Over the past few days we have been publishing the first major update of our data since early 2015. The data can be found here on our data page. Given the time of year and the wide ranging discussion about whether or not 2014 was a record year, it seemed a good time to asses the probability of 2015 being a record year. In addition, there is an interesting point to be made about how the selection of data and selection of methods can lead to different estimates of the global temperature index. That particular issue was addressed in the draft version of the IPCC’s 5th Assessment Report:

“Uncertainty in data set production can result from the choice of parameters within a particular analytical framework, parametric uncertainty, or from the choice of overall analytical framework, structural  uncertainty. Structural uncertainty is best estimated by having multiple independent groups assess the same  data using distinct approaches. More analyses assessed now than at the time of AR4 include a published  estimate of parametric or structural uncertainty. It is important to note that the literature includes a very broad range of approaches. Great care has been taken in comparing the published uncertainty ranges as they  almost always do not constitute a like-for-like comparison. In general, studies that account for multiple  potential error sources in a rigorous manner yield larger uncertainty ranges.”   ( Draft)

We will return to that issue, but first our results to date along with a estimate of how the year will end. We start with the land component.

2015 Partial Land
The annual average anomaly is shown in blue. The grey shaded region shows the 95% uncertainty region. The red dot indicates global average for the first 9 months plus uncertainty. The green bars indicate our projection for the year end result

While our record goes back to 1750, here we only show from 1850 to present. While we calculate an absolute temperature field, in order to compare with other dataset producers we present anomalies based on 1961-1990 period. The estimate for the year end ( the green bars ) is calculated by looking at the difference between  Jan-Sept  and Jan-Dec  for every year in the record. This difference and its uncertainty is combined with the Jan2015-Sept2015  estimate to produce an prediction for the entire year. As the green bar indicates there is a modest probability that 2015 land temperatures will set a record.

In addition to a land product, we also create an ocean temperature product. The source data here is HADSST, however we apply our own interpolation.

2015 Partial Ocean
The annual average anomaly is shown in blue. The grey shaded region shows the 95% uncertainty region. The red dot indicates global average for the first 9 months plus uncertainty. The green bars indicate our projection for the year end result.

The estimate for ocean temperature indicates a large probability of a record breaking year.

When we combine the Surface Air Temperature (SAT) above the land with an ocean temperature product and form a global temperature index we see the following:

2015 Partial Land and Ocean
The annual average anomaly is shown in blue. The grey shaded region shows the 95% uncertainty region. The red dot indicates global average for the first 9 months plus uncertainty. The green bars indicate our projection for the year end result.

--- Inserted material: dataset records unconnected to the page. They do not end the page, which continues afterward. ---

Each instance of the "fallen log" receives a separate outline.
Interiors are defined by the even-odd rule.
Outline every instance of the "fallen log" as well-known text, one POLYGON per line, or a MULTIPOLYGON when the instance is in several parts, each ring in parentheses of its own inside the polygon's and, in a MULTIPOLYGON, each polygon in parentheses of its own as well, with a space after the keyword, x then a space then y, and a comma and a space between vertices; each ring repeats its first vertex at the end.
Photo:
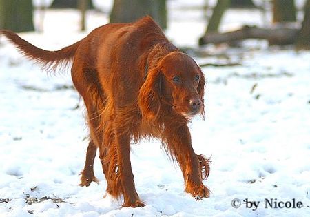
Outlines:
POLYGON ((232 43, 248 39, 266 39, 271 45, 289 45, 294 43, 299 31, 298 28, 288 27, 262 28, 247 25, 232 32, 207 33, 199 39, 199 45, 232 43))

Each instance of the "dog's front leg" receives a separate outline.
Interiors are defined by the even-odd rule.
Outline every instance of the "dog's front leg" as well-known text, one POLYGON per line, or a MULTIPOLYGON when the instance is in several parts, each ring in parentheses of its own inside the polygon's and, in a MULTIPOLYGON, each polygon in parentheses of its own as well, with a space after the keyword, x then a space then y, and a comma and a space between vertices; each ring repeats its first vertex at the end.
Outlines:
POLYGON ((209 190, 203 183, 209 173, 208 161, 196 155, 192 147, 191 134, 186 125, 170 126, 165 133, 167 149, 178 161, 182 170, 185 192, 196 199, 209 196, 209 190), (207 170, 207 171, 206 171, 207 170))
POLYGON ((134 174, 130 163, 130 135, 115 127, 116 125, 114 125, 114 133, 118 156, 118 172, 121 178, 125 200, 123 207, 144 206, 134 187, 134 174))

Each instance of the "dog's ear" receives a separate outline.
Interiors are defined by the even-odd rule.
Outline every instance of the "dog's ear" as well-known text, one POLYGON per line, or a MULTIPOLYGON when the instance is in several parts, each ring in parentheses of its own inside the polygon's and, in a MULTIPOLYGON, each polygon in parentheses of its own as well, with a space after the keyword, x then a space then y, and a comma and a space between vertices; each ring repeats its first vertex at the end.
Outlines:
POLYGON ((159 114, 161 101, 161 75, 158 68, 149 70, 140 89, 138 103, 142 116, 154 120, 159 114))
POLYGON ((199 83, 197 87, 197 92, 199 94, 199 96, 200 97, 201 101, 203 101, 203 108, 201 110, 201 115, 203 117, 205 117, 205 76, 203 74, 203 70, 201 70, 200 68, 199 68, 200 70, 200 79, 199 79, 199 83))

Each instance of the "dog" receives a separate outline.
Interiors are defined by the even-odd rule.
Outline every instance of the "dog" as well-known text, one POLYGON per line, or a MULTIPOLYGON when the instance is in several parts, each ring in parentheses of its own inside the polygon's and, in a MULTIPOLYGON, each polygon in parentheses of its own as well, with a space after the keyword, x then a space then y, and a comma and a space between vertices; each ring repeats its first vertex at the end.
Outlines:
POLYGON ((134 185, 130 142, 156 138, 180 166, 185 191, 196 199, 209 196, 203 183, 209 161, 195 154, 187 126, 194 115, 204 116, 204 74, 150 17, 106 24, 56 51, 40 49, 8 30, 0 34, 48 70, 72 62, 72 81, 84 101, 90 132, 81 186, 98 182, 93 165, 99 148, 107 193, 123 196, 123 207, 144 206, 134 185))

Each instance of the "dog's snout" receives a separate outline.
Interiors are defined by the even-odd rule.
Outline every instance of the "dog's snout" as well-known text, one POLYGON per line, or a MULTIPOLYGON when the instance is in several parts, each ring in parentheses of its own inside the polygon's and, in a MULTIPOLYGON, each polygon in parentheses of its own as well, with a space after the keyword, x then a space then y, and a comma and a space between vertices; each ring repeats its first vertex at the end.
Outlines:
POLYGON ((193 110, 198 110, 201 107, 203 102, 200 99, 192 99, 189 100, 189 105, 193 110))

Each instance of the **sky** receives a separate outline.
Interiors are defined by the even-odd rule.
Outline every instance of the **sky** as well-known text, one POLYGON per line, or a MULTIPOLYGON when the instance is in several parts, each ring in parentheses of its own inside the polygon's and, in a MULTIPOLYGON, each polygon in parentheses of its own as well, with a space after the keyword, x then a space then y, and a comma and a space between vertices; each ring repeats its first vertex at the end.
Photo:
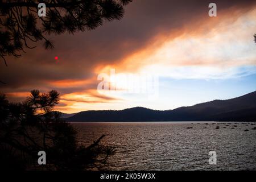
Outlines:
POLYGON ((21 101, 32 89, 55 89, 56 109, 67 113, 173 109, 254 92, 256 2, 214 2, 216 17, 208 1, 135 0, 120 20, 51 35, 54 49, 42 42, 7 67, 0 62, 0 92, 21 101))

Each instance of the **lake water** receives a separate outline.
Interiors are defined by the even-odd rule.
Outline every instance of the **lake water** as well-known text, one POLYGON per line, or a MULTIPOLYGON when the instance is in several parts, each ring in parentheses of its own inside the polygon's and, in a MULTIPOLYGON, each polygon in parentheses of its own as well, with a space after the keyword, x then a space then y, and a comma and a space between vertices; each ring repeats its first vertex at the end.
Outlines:
POLYGON ((256 170, 256 123, 75 123, 86 145, 116 147, 109 170, 256 170), (216 129, 218 126, 220 129, 216 129), (192 129, 187 129, 187 127, 192 129), (247 129, 249 131, 245 131, 247 129), (209 152, 217 153, 210 165, 209 152))

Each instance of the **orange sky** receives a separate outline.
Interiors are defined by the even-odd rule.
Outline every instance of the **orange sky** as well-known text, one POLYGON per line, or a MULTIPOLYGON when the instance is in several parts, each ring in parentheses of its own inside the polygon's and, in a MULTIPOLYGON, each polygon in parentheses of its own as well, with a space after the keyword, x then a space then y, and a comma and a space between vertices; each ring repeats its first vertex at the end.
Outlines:
MULTIPOLYGON (((117 74, 154 73, 172 80, 222 80, 240 74, 237 68, 255 65, 253 41, 255 3, 217 3, 217 17, 211 18, 204 1, 191 5, 192 7, 187 8, 194 11, 188 13, 182 3, 174 2, 181 11, 173 7, 172 13, 163 3, 152 12, 156 16, 150 17, 151 7, 142 2, 133 2, 119 22, 106 23, 93 32, 55 38, 55 50, 38 48, 10 61, 11 68, 2 66, 1 77, 9 84, 1 90, 11 100, 21 101, 34 89, 43 92, 56 89, 61 94, 56 109, 69 113, 135 106, 173 109, 182 104, 155 106, 154 101, 140 100, 141 95, 130 97, 118 92, 101 94, 97 90, 97 76, 109 74, 113 68, 117 74), (141 10, 138 9, 140 6, 141 10), (168 13, 159 14, 161 11, 158 10, 168 13), (147 13, 150 16, 146 16, 147 13), (135 15, 140 16, 138 20, 135 15), (155 26, 147 24, 151 23, 155 26), (59 57, 57 63, 51 59, 55 56, 59 57)), ((255 73, 253 67, 246 72, 255 73)), ((195 100, 187 105, 202 101, 195 100)))

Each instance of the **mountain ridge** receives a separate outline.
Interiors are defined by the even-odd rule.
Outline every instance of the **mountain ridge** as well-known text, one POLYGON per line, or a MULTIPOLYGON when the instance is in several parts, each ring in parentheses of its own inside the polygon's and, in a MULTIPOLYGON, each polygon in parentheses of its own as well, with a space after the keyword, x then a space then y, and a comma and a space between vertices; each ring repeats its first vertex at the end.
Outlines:
POLYGON ((73 122, 256 121, 256 91, 228 100, 214 100, 172 110, 135 107, 88 110, 65 118, 73 122))

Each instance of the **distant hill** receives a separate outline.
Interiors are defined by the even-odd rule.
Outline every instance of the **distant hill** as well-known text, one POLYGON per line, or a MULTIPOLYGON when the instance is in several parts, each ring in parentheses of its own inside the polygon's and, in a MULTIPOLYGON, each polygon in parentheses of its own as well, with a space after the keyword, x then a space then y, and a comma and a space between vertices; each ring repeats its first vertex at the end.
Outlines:
POLYGON ((63 113, 61 112, 60 112, 60 113, 61 114, 61 115, 60 117, 63 119, 69 118, 69 117, 73 116, 74 115, 76 115, 76 114, 77 114, 77 113, 67 114, 67 113, 63 113))
POLYGON ((214 100, 174 110, 141 107, 121 110, 89 110, 66 118, 71 122, 255 121, 256 91, 227 100, 214 100))

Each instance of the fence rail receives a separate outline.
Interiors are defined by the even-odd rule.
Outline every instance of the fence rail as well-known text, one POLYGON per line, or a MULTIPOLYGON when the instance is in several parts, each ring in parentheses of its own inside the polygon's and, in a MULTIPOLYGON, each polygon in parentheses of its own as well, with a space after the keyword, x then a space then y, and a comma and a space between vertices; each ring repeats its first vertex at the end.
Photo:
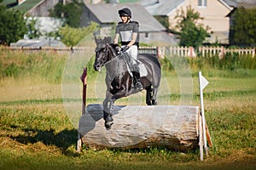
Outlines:
MULTIPOLYGON (((53 47, 11 47, 7 48, 11 50, 24 50, 28 52, 37 52, 37 51, 49 51, 55 52, 59 54, 67 54, 73 52, 84 52, 86 50, 92 50, 92 47, 73 47, 73 48, 53 48, 53 47)), ((197 54, 193 47, 140 47, 138 49, 140 54, 147 53, 157 55, 160 58, 163 58, 166 55, 171 56, 185 56, 185 57, 196 57, 197 54)), ((256 48, 227 48, 223 46, 221 47, 200 47, 198 52, 201 56, 215 56, 218 55, 222 58, 226 53, 237 53, 239 54, 249 54, 252 57, 255 56, 256 48)))

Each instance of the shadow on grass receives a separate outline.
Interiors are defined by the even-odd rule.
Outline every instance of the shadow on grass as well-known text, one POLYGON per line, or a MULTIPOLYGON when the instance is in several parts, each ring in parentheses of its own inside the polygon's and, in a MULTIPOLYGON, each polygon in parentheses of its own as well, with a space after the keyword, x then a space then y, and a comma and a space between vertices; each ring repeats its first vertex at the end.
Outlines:
MULTIPOLYGON (((15 127, 12 127, 15 128, 15 127)), ((24 135, 11 136, 11 138, 21 144, 36 144, 42 142, 45 145, 55 145, 62 150, 64 155, 76 156, 77 153, 67 150, 68 147, 75 146, 77 143, 78 131, 76 129, 64 129, 56 133, 54 129, 22 129, 24 135)))

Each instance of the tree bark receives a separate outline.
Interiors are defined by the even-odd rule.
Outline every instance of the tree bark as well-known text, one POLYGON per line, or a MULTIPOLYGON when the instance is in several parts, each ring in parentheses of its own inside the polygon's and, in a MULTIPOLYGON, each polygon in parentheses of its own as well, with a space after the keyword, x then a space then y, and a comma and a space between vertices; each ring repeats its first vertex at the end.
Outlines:
POLYGON ((89 105, 79 133, 86 146, 188 150, 199 147, 199 107, 184 105, 115 105, 113 125, 106 130, 102 105, 89 105))

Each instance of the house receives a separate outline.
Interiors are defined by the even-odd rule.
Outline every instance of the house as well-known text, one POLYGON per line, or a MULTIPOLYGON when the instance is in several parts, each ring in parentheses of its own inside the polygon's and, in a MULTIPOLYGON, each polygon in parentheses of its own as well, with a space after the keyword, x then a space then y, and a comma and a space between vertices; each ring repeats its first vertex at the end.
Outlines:
POLYGON ((175 17, 191 6, 203 18, 201 24, 210 27, 211 37, 206 42, 229 42, 230 20, 226 16, 232 7, 223 0, 144 0, 141 4, 154 16, 167 17, 169 29, 173 31, 177 31, 175 17))
POLYGON ((227 14, 227 17, 230 18, 230 28, 233 26, 234 22, 234 13, 237 8, 244 8, 247 9, 256 8, 256 1, 255 0, 225 0, 230 6, 232 6, 234 8, 227 14))
POLYGON ((140 24, 140 42, 145 43, 176 45, 177 42, 166 31, 166 28, 139 3, 104 3, 92 4, 84 3, 84 12, 82 15, 83 26, 90 21, 98 23, 103 28, 101 34, 113 37, 114 27, 120 20, 118 10, 129 8, 132 13, 132 20, 140 24), (104 31, 102 31, 104 30, 104 31))

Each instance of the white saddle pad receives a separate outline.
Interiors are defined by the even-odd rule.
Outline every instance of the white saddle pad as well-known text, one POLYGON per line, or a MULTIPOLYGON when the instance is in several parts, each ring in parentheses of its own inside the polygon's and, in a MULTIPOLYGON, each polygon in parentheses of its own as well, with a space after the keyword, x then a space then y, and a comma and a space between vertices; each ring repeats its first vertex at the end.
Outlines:
POLYGON ((140 68, 141 76, 148 76, 148 71, 145 67, 145 65, 141 63, 138 66, 140 68))

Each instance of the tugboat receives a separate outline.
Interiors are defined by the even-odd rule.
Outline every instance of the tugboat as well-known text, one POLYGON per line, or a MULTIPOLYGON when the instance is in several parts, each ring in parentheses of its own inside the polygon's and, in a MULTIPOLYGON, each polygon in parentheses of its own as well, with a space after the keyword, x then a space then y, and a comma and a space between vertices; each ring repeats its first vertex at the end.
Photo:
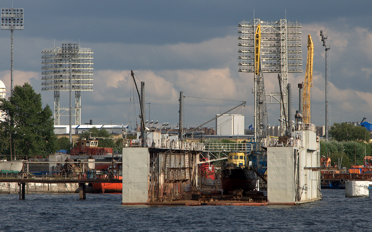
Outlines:
POLYGON ((256 188, 257 175, 249 169, 247 158, 244 153, 229 153, 227 163, 221 169, 221 186, 224 191, 240 189, 250 191, 256 188))

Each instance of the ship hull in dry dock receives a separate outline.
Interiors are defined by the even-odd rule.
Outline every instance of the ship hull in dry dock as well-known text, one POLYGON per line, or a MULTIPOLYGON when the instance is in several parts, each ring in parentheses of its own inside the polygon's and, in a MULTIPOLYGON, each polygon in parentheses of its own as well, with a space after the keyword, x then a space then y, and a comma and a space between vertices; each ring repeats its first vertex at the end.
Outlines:
POLYGON ((221 186, 224 191, 242 189, 250 191, 256 188, 257 176, 253 171, 238 168, 226 168, 221 170, 221 186))

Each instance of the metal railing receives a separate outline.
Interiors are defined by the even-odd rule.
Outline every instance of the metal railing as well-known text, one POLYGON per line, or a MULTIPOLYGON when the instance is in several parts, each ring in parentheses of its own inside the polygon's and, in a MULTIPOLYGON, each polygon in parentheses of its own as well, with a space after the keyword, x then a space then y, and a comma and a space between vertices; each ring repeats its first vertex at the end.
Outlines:
POLYGON ((207 152, 239 151, 246 152, 257 150, 256 143, 206 143, 204 150, 207 152))
POLYGON ((301 124, 301 128, 300 129, 302 130, 310 130, 314 132, 317 132, 317 130, 315 129, 315 125, 311 123, 302 123, 301 124))
POLYGON ((299 148, 304 147, 302 141, 301 139, 288 139, 285 143, 279 143, 278 138, 270 137, 268 139, 263 139, 262 140, 263 146, 265 148, 267 147, 295 147, 299 148))
MULTIPOLYGON (((143 140, 141 139, 127 139, 124 143, 124 147, 141 147, 143 140)), ((146 140, 144 146, 146 147, 162 149, 174 149, 193 150, 203 150, 204 144, 201 143, 194 143, 169 139, 154 139, 150 143, 149 140, 146 140)))

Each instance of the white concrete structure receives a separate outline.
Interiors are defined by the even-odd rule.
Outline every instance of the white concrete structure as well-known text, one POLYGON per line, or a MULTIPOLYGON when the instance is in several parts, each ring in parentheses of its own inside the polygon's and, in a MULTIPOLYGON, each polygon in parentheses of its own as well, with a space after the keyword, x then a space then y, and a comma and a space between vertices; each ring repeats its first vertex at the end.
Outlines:
MULTIPOLYGON (((0 80, 0 99, 5 98, 6 95, 6 88, 4 82, 0 80)), ((5 118, 5 116, 3 112, 0 111, 0 121, 3 121, 5 118)))
POLYGON ((270 203, 297 204, 319 199, 318 139, 312 124, 302 123, 295 139, 265 141, 267 149, 267 199, 270 203))
MULTIPOLYGON (((216 115, 216 116, 219 115, 216 115)), ((218 135, 244 135, 244 115, 224 115, 216 119, 215 124, 218 135)))
POLYGON ((147 148, 123 149, 122 204, 147 203, 149 155, 147 148))
POLYGON ((364 180, 347 180, 345 182, 345 196, 368 196, 369 182, 364 180))

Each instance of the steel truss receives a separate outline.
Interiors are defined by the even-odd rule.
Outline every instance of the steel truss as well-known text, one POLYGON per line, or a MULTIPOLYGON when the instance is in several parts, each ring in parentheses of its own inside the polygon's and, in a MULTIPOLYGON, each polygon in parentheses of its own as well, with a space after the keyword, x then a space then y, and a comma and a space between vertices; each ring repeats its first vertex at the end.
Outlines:
MULTIPOLYGON (((288 112, 288 73, 302 72, 299 29, 301 24, 297 21, 287 21, 286 19, 264 21, 259 19, 241 22, 238 25, 241 28, 239 30, 241 34, 238 38, 241 40, 238 43, 240 47, 238 50, 240 54, 238 57, 239 72, 254 72, 254 33, 259 25, 260 25, 262 33, 262 71, 280 73, 281 84, 280 88, 283 95, 283 99, 281 99, 280 92, 268 92, 264 98, 270 100, 268 103, 280 103, 280 117, 283 118, 286 114, 285 112, 288 112)), ((255 80, 256 78, 255 75, 255 80)), ((256 92, 256 89, 255 86, 253 92, 256 98, 257 98, 256 95, 261 94, 256 92)), ((255 115, 260 113, 260 110, 259 107, 255 109, 255 115)), ((282 122, 280 123, 282 134, 286 128, 282 122)))
POLYGON ((67 43, 62 44, 61 47, 44 49, 41 53, 41 89, 54 91, 54 125, 60 125, 60 116, 70 111, 69 107, 60 106, 60 91, 70 90, 71 75, 71 90, 75 92, 75 104, 71 113, 75 116, 75 125, 80 125, 81 91, 93 90, 93 50, 81 48, 78 44, 67 43))

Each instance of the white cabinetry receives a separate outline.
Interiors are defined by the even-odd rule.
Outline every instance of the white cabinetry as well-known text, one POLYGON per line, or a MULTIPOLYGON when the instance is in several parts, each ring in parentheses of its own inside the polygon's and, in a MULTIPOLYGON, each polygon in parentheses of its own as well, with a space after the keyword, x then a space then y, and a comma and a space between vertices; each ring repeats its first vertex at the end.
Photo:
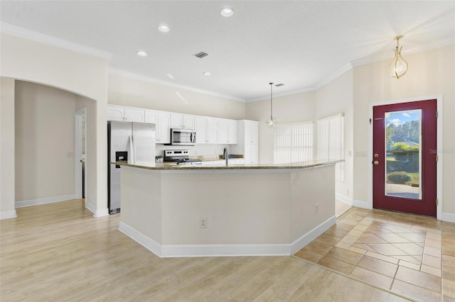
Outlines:
POLYGON ((173 113, 171 113, 171 128, 194 130, 195 118, 193 116, 173 113))
POLYGON ((144 110, 122 106, 107 106, 107 121, 144 123, 144 110))
POLYGON ((157 144, 171 142, 170 113, 146 110, 145 122, 155 124, 155 138, 157 144))
POLYGON ((259 162, 259 122, 238 121, 237 143, 231 147, 231 153, 242 154, 245 164, 259 162))

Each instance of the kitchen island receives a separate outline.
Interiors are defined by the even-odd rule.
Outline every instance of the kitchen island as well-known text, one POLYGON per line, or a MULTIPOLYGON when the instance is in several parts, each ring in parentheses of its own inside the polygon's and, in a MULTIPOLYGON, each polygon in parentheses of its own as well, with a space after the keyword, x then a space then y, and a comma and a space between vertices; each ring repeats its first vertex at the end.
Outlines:
POLYGON ((292 255, 336 223, 336 162, 113 162, 119 229, 159 257, 292 255))

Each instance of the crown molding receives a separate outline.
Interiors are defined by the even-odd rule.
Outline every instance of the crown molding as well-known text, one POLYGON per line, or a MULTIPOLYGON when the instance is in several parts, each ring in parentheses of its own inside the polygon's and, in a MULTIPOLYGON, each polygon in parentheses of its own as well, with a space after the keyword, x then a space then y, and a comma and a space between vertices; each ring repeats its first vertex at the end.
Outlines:
POLYGON ((16 35, 26 39, 32 40, 33 41, 48 44, 52 46, 90 55, 92 57, 100 57, 105 60, 109 60, 112 57, 112 54, 104 50, 100 50, 96 48, 70 42, 59 38, 15 26, 4 22, 0 23, 0 31, 9 35, 16 35))
POLYGON ((205 94, 210 96, 227 99, 228 100, 235 101, 240 103, 245 103, 245 100, 244 99, 238 98, 237 96, 229 96, 227 94, 219 94, 218 92, 199 89, 197 88, 191 87, 189 86, 179 85, 178 84, 172 83, 171 82, 155 79, 150 77, 143 76, 143 75, 135 74, 133 72, 127 72, 122 69, 117 69, 116 68, 108 68, 107 70, 108 70, 109 74, 112 74, 112 75, 117 75, 119 77, 126 77, 128 79, 136 79, 139 81, 146 82, 148 83, 152 83, 152 84, 156 84, 159 85, 166 86, 168 87, 176 88, 178 89, 186 90, 187 91, 196 92, 201 94, 205 94))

Our approach projects an 85% likelihood that 2015 will be a record year.  When we speak of records we can only speak of a record given our approach and given our data.  We also need to be aware that focusing on record years can sometimes obscure the bigger point of the data. It is clear that the earth has warmed since the beginning of record keeping. That is clear in the land record. It is clear in the ocean temperature record, and when we combine those records into the global index we see the same story. Record year or not, the entirety of the data shows a planet warming at or near the surface.

Structural Uncertainty

As the quote from the draft version of AR5  indicated there is also an issue of structural uncertainty.  Wikipedia gives a serviceable definition:

 “Structural uncertainty, aka model inadequacy, model bias, or model discrepancy, which comes from the lack of knowledge of the underlying true physics. It depends on how accurately a mathematical model describes the true system for a real-life situation, considering the fact that models are almost always only approximations to reality. One example is when modeling the process of a falling object using the free-fall model; the model itself is inaccurate since there always exists air friction. In this case, even if there is no unknown parameter in the model, a discrepancy is still expected between the model and true physics.”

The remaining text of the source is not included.